QuickBooks Online Free: This simplified, free version of the QuickBooks accounting and bookkeeping system for small business lacks the more powerful features of QuickBooks’ other versions, but it still packs a nice little punch for a small solo business if your needs are modest. You can instantly create invoices, track your money and manage up to 20 customers.

The “easy accounting” features of QuickBooks Online Free are designed for people who don’t know anything about accounting. It helps you get and stay financially organized by gathering your important information in a central place. Your information is then available to you anytime, anywhere via the Internet.

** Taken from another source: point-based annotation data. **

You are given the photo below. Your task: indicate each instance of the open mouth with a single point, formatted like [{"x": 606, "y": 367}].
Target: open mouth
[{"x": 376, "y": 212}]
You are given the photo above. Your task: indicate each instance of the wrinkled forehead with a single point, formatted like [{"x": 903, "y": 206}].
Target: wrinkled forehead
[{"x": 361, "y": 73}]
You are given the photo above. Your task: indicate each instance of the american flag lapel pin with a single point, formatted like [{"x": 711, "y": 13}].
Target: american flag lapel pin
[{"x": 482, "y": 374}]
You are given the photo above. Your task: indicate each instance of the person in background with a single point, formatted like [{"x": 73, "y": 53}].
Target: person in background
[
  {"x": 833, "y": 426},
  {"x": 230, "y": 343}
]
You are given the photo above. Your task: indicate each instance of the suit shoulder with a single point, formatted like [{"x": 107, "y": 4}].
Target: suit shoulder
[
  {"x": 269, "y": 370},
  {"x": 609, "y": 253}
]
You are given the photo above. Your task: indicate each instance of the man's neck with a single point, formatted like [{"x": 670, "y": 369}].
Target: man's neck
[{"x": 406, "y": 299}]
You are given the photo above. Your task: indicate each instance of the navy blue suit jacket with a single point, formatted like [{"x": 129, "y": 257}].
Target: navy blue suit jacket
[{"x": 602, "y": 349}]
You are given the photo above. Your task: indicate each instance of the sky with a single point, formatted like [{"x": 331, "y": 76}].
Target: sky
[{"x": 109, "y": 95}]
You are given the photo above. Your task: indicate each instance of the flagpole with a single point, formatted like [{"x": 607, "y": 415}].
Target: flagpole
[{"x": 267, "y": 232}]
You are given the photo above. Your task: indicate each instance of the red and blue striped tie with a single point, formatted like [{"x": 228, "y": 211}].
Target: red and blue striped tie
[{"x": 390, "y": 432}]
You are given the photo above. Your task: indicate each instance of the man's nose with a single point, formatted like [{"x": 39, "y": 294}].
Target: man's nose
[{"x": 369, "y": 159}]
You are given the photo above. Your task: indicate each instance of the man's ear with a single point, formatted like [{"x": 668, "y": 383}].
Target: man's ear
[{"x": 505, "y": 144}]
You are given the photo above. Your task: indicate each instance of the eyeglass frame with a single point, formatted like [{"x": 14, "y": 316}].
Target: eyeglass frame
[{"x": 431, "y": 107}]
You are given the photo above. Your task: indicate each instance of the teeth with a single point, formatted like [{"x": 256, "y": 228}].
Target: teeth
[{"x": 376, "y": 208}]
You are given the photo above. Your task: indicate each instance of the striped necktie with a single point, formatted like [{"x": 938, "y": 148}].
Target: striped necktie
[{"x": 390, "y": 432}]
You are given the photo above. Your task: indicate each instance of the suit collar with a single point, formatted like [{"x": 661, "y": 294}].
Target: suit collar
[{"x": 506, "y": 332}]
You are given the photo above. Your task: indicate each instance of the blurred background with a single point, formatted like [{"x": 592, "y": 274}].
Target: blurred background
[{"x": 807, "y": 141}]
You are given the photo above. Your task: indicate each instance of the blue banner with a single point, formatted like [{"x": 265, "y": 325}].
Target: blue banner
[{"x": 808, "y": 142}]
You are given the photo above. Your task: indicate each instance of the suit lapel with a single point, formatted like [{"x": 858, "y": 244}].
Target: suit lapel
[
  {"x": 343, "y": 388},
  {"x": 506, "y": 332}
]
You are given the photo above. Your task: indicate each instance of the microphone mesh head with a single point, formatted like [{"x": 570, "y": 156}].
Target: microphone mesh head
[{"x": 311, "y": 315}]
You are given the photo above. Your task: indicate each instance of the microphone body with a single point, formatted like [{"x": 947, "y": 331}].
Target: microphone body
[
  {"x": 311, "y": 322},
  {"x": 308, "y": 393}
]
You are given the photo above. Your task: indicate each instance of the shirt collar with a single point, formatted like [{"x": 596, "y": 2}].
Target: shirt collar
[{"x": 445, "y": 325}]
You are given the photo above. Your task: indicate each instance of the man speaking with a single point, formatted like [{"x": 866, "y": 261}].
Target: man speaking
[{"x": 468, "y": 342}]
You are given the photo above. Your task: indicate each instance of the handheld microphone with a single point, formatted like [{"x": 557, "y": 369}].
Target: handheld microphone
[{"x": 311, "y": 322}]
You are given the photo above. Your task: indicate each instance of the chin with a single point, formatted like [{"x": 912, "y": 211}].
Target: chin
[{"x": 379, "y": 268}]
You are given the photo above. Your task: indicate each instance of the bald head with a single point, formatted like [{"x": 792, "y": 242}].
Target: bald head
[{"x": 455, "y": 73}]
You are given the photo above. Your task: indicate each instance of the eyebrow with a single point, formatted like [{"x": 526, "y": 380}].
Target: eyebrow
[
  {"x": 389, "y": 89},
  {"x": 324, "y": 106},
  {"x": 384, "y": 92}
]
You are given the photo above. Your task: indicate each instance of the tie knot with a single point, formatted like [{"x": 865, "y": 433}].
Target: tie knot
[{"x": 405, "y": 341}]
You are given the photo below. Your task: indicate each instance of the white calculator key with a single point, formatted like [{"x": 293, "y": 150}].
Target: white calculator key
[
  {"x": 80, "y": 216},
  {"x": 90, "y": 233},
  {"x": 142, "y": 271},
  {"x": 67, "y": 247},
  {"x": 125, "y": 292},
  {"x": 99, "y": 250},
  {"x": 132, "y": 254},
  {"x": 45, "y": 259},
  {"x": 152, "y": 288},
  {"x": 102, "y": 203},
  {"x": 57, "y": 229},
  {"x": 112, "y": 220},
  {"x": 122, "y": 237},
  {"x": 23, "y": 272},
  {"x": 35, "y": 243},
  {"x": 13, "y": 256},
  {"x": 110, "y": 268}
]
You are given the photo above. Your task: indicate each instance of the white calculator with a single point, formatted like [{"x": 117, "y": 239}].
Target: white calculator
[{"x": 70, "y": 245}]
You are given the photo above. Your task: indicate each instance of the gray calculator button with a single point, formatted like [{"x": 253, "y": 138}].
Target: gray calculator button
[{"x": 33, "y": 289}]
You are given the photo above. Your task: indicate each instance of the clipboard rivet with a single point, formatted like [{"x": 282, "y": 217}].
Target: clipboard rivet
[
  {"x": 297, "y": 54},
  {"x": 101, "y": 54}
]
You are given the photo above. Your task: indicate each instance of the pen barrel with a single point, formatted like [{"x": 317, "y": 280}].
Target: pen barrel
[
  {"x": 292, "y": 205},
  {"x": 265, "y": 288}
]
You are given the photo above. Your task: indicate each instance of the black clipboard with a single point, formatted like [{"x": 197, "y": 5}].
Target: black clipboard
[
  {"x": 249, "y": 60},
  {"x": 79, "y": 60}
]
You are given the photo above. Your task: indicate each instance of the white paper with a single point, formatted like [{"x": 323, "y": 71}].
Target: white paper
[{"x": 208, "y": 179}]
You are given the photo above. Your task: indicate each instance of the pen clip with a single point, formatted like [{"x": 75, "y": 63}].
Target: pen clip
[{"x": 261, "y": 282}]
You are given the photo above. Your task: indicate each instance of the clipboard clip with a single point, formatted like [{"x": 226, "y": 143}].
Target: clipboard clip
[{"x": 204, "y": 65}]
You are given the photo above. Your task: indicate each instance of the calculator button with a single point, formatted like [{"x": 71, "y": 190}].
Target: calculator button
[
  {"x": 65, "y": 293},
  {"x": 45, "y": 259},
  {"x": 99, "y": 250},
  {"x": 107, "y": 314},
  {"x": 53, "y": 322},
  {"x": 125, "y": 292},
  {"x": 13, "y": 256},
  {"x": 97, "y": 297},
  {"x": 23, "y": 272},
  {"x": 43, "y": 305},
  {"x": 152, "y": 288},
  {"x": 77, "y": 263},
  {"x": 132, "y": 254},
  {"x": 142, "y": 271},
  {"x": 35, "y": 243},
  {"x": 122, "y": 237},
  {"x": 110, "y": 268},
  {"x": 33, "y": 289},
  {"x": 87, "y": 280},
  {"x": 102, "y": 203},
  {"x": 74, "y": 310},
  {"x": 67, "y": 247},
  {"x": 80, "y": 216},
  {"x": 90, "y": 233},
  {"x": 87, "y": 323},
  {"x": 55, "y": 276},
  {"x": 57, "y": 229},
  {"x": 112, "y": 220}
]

BillingBoss.com, from The Sage Group, is one of the newest additions to the online bookkeeping lineup. Billing Boss is a free online invoicing tool designed for small business owners and freelancers to create, send and track invoices. It’s easy to use and you can create your first invoice within minutes of signing up.

If you’ve been getting by with spreadsheets, or use complicated accounting software only for its invoicing tool, BillingBoss might be for you. Unlike some free services, there’s no limit on the number of invoices you can create or send with Billing Boss. You can also set it up so customers can pay you online through Billing Boss. There’s also comfort in knowing this service is run by one of the world’s leading business software companies, and that your data and customer information are encrypted and stored in secure facilities.